Why do you need all of this normalization stuff? The main goal is to avoid redundancy in your data. Redundancy can lead to various anomalies when you modify your data. Every fact should be stored only once and you should know where to look for each fact. The normalization process brings order to your filing cabinet. You decide to conform to certain rules where each fact is stored.
Nowadays the go-to normal forms are either the Boyce-Codd normal form (BCNF), which we will cover here today, or the third normal form (3NF), which will be covered later. (Yes, there are also the first, second, fourth, fifth normal form. We’ll talk about them later.)
The Boyce-Codd Normal Form
A relational schema R is considered to be in Boyce–Codd normal form (BCNF) if, for every one of its dependencies X → Y, one of the following conditions holds true:
- X → Y is a trivial functional dependency (i.e., Y is a subset of X)
- X is a superkey for schema R
Informally the Boyce-Codd normal form is expressed as “Each attribute must represent a fact about the key, the whole key, and nothing but the key.”
Example
Let’s take a look at this table, with some typical data. The table is not in BCNF.
Author | Nationality | Book title | Genre | Number of pages |
---|---|---|---|---|
William Shakespeare | English | The Comedy of Errors | Comedy | 100 |
Markus Winand | Austrian | SQL Performance Explained | Textbook | 200 |
Jeffrey Ullman | American | A First Course in Database Systems | Textbook | 500 |
Jennifer Widom | American | A First Course in Database Systems | Textbook | 500 |
The nontrivial functional dependencies in the table are:
author → nationality book title → genre, number of pages
We can easily see that the only key is the set {author, book title}.
The same data can be stored in a BCNF schema. However, this time we would need three tables.
Author | Nationality |
---|---|
William Shakespeare | English |
Markus Winand | Austrian |
Jeffrey Ullman | American |
Jennifer Widom | American |
Book title | Genre | Number of pages |
---|---|---|
The Comedy of Errors | Comedy | 100 |
SQL Performance Explained | Textbook | 200 |
A First Course in Database Systems | Textbook | 500 |
Author | Book title |
---|---|
William Shakespeare | The Comedy of Errors |
Markus Winand | SQL Performance Explained |
Jeffrey Ullman | A First Course in Database Systems |
Jennifer Widom | A First Course in Database Systems |
The functional dependencies for this schema are the same as before:
author → nationality book title → genre, number of pages
The key of the first table is {author}. The key of the second table is {book title}. The key of the third table is {author, book title}. There are no functional dependencies violating the BCNF rules, so the schema is in Boyce-Codd normal form.

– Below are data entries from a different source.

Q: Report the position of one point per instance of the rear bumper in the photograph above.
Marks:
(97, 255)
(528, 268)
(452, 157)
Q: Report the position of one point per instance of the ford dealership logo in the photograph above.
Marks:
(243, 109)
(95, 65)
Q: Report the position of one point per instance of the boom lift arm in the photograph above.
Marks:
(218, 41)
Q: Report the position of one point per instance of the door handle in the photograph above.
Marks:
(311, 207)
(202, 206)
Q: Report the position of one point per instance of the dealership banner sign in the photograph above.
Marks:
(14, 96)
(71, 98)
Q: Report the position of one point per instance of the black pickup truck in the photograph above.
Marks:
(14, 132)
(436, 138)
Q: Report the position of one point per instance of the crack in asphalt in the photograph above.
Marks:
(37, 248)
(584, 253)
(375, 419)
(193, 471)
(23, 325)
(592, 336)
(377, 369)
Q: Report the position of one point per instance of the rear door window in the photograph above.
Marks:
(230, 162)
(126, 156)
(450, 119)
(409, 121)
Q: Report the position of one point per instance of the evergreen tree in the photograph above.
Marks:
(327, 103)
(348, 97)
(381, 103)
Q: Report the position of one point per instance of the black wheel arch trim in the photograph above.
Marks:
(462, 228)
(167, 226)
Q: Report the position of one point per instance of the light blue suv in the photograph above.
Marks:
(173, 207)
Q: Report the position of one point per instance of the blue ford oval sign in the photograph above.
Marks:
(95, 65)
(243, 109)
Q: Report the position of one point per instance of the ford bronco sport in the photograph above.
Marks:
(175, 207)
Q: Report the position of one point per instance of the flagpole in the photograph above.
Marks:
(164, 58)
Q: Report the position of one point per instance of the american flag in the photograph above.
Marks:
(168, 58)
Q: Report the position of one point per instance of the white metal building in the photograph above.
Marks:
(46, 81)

How Do You Decompose Your Schema into Boyce-Codd Normal Form?
To go from non-BCNF normal form to BCNF, you must decompose your table using these two steps.

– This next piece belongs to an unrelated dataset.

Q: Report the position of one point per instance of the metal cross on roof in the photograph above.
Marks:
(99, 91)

- Find a nontrivial functional dependency X → Y which violates the BCNF condition (where the X is not a superkey)
- Split your table in two tables:
- one with attributes XY (all attributes from the dependency),[1]
- one with X attributes together with the remaining attributes from the original relation
Then you keep repeating the decomposition process until all of your tables are in BCNF. After sufficient iterations you have a set of tables, each in BCNF, such that the original relation can be reconstructed.
Example
Let’s get back to the example. The functional dependency:
book title → genre, number of pages
is one FD violating the BCNF rules. We split our relation into two relations:
- the ones in the functional dependency (book title, genre, number of pages)

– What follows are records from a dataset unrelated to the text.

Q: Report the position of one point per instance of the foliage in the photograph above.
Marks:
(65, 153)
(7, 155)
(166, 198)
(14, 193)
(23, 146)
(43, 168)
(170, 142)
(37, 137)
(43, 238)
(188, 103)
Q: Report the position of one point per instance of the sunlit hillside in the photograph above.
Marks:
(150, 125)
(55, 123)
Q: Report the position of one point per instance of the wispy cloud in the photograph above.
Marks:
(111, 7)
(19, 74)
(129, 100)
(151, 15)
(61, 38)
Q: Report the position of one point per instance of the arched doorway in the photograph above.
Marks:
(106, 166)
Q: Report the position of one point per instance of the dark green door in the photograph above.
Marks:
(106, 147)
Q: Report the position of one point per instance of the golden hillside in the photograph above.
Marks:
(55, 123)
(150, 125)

- the rest: (book title, author, nationality). Note that the left hand-side of the FD (book title) stays in the relation!
The example data look like this. We select the values of columns from the original relation and we eliminate the duplicate rows.
Book title | Genre | Number of pages |
---|---|---|
The Comedy of Errors | Comedy | 100 |
SQL Performance Explained | Textbook | 200 |
A First Course in Database Systems | Textbook | 500 |
Author | Nationality | Book title |
---|---|---|
William Shakespeare | English | The Comedy of Errors |
Markus Winand | Austrian | SQL Performance Explained |
Jeffrey Ullman | American | A First Course in Database Systems |
Jennifer Widom | American | A First Course in Database Systems |
Are we done? Nope. The (book title, genre, number of pages) table is in BCNF. But (book title, author, nationality) isn’t. We have the dependency:
author → nationality
Together with the trivial dependency
book title → book title,
the pair (book title, author) is the key of the relation.
We have to decompose the table one more time. This time we decompose into:
- columns forming the functional dependency: (author, nationality)
- the remaining columns: (author, book title)
This time every table is in BCNF.
¹ This step is not entirely accurate. It will work in typical cases though, so for now we’ll keep it simple.